Nebenbei ist SAP mit dem Erreichen einer stabilen Hana-Plattform und der Vorbereitung auf Hana 3 sowie deren Deadline 2025 vollständig ausgelastet.
Des einen Leid, des anderen Freud! Microsoft heißt SAP auf der Azure-Plattform herzlich willkommen und überweist dafür in den kommenden drei Jahren gerne 70 Millionen Euro.
Die Chancen für Microsoft sind gewaltig, weil SAP keine Ressourcen mehr hat, Leonardo und C/4 schnell genug weiterzutreiben, siehe Deadline 2025.
Jede KI- und IoT-Erweiterung zum SAP-Kernsystem ist bei Azure besser aufgehoben. Die Microsoft-Angebote sind nicht nur preiswerter, sondern auch umfassender – und originär:
Während SAP sich in Sachen KI bei Nvidia bedienen muss, hat Microsoft entweder selbst entwickelt oder auf die Open-Source-Community vertraut. C/4 ist dem Microsoft-CRM in fast allen Belangen unterlegen und natürlich auch Salesforce.
Der US-amerikanische Analyst Josh Greenbaum prophezeit bereits eine Ablöse von C/4 durch Dynamics CRM auf Basis der erwähnten Open Data Initiative von Microsoft, SAP und Adobe.
SAP im Back-Office und Microsoft im Front-Office auf Basis der Cloud-Plattform Azure könnte „The Ultimate Enterprise Software Alliance“ werden.
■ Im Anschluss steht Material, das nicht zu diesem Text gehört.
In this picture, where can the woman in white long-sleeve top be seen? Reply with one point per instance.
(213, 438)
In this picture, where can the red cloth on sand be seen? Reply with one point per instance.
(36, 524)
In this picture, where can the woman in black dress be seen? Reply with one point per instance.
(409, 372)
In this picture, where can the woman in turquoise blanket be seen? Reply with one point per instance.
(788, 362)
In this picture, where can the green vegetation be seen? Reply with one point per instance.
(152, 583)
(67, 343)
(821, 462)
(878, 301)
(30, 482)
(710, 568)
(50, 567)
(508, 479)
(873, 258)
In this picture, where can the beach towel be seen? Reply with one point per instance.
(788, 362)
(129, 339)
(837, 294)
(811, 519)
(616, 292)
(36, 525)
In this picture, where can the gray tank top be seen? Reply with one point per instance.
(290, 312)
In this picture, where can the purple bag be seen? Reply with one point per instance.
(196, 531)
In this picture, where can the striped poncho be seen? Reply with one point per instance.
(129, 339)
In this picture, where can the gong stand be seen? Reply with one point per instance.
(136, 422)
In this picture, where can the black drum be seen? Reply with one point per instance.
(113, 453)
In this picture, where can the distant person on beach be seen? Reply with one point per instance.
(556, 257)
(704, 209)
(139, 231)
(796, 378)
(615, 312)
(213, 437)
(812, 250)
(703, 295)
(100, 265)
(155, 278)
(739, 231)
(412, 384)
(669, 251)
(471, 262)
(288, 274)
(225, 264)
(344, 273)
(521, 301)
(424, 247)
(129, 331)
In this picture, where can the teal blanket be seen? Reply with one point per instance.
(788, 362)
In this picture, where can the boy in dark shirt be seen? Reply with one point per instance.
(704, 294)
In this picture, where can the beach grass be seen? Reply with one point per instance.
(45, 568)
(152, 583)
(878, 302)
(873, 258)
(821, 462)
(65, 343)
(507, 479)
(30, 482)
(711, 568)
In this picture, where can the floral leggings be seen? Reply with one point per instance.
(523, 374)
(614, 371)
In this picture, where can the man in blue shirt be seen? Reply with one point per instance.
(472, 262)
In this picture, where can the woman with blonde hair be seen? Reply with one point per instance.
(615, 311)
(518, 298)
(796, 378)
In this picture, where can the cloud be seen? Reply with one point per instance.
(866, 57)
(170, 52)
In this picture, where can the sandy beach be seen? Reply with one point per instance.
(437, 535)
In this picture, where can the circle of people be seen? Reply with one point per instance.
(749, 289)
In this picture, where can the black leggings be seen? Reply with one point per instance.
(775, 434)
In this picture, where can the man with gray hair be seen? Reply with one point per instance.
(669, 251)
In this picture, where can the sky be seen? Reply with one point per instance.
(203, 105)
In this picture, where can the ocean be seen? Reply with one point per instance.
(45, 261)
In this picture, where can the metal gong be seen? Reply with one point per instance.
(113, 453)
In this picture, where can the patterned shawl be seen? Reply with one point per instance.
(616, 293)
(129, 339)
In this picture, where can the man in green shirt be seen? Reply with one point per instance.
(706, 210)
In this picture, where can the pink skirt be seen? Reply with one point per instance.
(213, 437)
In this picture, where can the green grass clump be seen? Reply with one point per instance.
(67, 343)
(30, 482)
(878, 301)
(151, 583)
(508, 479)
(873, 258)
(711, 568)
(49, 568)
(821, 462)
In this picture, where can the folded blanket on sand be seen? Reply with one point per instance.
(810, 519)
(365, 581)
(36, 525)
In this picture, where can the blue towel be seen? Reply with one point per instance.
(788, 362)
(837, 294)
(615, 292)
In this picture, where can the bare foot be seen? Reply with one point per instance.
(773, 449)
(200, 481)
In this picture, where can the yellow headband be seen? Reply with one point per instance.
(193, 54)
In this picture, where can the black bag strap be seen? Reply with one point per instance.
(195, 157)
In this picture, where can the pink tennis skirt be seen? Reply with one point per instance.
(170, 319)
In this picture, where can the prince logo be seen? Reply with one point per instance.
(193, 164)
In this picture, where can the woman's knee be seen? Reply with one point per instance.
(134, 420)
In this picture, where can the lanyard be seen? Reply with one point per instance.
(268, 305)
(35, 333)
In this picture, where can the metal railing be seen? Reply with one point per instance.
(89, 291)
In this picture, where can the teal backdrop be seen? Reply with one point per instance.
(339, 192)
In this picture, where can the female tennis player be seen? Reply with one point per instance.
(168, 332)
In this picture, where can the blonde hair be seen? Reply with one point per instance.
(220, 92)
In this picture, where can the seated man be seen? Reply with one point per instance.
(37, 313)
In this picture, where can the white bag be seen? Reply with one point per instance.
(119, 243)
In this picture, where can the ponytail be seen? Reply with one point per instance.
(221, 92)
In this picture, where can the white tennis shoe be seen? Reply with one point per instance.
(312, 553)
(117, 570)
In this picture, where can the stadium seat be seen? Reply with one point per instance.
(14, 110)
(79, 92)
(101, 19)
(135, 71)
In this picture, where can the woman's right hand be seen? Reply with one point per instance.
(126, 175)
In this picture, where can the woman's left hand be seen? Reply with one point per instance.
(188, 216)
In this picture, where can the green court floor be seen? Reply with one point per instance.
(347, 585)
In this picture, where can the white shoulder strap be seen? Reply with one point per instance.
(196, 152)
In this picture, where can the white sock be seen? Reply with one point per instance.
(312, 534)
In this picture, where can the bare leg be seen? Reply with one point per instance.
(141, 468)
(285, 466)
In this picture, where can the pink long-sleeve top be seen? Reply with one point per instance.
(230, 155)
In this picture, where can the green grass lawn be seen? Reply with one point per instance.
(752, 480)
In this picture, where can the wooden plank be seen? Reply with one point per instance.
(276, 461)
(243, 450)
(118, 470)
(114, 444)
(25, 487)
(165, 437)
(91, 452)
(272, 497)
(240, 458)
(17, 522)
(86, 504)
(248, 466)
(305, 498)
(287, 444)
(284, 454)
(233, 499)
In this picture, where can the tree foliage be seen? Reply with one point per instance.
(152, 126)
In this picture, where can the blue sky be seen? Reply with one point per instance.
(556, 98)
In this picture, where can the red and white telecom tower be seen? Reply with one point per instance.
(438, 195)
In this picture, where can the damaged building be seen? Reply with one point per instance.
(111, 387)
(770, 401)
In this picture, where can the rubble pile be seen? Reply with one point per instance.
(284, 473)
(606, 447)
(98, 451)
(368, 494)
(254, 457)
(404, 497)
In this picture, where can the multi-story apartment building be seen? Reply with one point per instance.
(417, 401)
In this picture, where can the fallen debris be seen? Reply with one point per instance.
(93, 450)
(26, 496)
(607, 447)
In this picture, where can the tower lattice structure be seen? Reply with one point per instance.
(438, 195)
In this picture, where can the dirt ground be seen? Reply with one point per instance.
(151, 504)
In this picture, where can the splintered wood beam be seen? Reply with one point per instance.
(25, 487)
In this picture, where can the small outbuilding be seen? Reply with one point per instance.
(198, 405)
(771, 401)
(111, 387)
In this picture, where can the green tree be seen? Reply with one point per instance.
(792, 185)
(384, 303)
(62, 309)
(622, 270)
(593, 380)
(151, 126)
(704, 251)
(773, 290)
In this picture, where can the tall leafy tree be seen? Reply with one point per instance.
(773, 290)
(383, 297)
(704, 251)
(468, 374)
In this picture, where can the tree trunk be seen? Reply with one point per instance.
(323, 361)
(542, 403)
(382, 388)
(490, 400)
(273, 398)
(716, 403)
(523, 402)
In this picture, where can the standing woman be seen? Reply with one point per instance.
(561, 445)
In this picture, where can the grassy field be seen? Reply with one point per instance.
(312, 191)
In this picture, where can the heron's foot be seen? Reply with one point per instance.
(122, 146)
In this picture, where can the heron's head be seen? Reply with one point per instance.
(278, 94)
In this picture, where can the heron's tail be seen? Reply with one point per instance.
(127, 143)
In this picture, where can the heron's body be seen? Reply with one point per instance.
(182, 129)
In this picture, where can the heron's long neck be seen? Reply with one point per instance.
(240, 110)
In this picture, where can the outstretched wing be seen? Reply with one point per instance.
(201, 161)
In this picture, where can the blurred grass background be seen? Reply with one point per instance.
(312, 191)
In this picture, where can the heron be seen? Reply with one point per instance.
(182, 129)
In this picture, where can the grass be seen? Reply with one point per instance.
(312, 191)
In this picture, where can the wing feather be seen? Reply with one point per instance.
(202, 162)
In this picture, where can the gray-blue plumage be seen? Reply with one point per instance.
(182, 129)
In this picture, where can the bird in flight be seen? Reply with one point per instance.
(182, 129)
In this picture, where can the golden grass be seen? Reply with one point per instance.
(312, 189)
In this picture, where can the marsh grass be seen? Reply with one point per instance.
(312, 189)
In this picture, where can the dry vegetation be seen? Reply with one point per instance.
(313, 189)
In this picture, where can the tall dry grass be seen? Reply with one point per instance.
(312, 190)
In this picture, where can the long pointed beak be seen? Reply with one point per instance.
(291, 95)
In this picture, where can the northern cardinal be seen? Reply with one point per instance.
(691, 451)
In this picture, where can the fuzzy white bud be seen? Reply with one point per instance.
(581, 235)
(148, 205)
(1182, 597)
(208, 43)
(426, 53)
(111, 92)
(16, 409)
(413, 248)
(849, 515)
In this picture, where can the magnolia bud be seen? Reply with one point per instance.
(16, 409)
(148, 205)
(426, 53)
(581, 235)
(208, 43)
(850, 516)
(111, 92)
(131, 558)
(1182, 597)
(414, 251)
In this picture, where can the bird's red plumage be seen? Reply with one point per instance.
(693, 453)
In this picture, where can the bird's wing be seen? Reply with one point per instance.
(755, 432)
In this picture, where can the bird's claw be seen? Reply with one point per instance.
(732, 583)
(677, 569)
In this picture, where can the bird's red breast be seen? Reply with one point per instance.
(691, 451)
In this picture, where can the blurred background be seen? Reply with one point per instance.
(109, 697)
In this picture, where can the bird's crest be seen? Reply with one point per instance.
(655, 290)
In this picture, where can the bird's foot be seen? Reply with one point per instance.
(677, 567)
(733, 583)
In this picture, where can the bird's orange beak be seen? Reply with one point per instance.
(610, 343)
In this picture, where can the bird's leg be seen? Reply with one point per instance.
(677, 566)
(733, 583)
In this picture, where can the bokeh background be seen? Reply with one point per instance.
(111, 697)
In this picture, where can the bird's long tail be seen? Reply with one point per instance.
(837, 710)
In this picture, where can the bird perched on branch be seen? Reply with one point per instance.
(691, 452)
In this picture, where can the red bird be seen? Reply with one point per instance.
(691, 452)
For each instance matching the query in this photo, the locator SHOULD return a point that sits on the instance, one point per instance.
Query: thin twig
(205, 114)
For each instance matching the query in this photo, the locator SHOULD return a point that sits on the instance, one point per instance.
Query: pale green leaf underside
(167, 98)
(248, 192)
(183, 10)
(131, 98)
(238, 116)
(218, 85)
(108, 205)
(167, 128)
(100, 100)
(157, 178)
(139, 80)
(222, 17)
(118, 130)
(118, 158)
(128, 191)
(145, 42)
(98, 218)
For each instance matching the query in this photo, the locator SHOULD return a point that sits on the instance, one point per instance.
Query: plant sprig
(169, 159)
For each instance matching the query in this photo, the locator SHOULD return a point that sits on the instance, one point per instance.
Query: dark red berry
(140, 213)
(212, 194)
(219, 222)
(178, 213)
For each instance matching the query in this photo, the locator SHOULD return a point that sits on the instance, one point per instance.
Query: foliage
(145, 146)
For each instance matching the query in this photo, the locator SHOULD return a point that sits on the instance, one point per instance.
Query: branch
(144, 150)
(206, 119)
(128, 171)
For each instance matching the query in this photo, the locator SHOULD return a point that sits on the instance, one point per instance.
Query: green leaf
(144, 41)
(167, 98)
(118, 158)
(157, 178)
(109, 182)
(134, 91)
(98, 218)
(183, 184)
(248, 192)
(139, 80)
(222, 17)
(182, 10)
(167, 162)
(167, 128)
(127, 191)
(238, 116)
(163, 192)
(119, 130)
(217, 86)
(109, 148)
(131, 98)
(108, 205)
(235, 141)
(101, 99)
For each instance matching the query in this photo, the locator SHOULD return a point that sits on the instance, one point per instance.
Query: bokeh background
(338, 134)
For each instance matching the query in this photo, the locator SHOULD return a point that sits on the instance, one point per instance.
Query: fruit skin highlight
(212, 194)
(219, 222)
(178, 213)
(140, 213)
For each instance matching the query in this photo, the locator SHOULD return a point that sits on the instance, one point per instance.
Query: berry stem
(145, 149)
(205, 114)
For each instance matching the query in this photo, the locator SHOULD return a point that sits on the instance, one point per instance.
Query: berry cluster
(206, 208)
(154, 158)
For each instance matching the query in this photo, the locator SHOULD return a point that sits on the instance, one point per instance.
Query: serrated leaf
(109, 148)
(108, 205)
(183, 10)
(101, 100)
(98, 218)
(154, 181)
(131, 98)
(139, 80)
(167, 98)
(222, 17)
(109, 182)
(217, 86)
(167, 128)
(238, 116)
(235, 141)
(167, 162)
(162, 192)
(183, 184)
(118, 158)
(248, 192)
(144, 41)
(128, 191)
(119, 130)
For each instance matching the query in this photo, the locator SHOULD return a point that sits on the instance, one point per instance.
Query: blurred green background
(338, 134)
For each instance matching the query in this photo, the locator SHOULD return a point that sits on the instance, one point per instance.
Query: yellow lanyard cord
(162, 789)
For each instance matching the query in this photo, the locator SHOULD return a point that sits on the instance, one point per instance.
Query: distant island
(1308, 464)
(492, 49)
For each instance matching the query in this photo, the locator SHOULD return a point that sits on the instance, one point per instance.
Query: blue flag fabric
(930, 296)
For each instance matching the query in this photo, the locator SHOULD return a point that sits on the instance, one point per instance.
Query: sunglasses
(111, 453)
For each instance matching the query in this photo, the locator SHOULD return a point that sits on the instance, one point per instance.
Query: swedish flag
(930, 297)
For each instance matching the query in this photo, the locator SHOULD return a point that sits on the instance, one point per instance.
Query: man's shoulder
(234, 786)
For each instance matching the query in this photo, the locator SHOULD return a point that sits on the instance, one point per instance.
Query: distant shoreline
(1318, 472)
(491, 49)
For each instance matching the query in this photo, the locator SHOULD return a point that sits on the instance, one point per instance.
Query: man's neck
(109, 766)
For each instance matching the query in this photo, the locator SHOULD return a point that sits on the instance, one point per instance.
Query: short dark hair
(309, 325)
Die Wahrscheinlichkeit ist groß, weil es eine Win-win-win-Situation wäre.
Gewinnen würden nicht nur die SAP-Bestandskunden, sondern auch Microsoft durch den erfolgreichen Eintritt in den Enterprise-Software-Markt und natürlich SAP, weil sich dann der ERP-Weltmarktführer endlich wieder auf seine einzigartigen Kernkompetenzen konzentrieren könnte.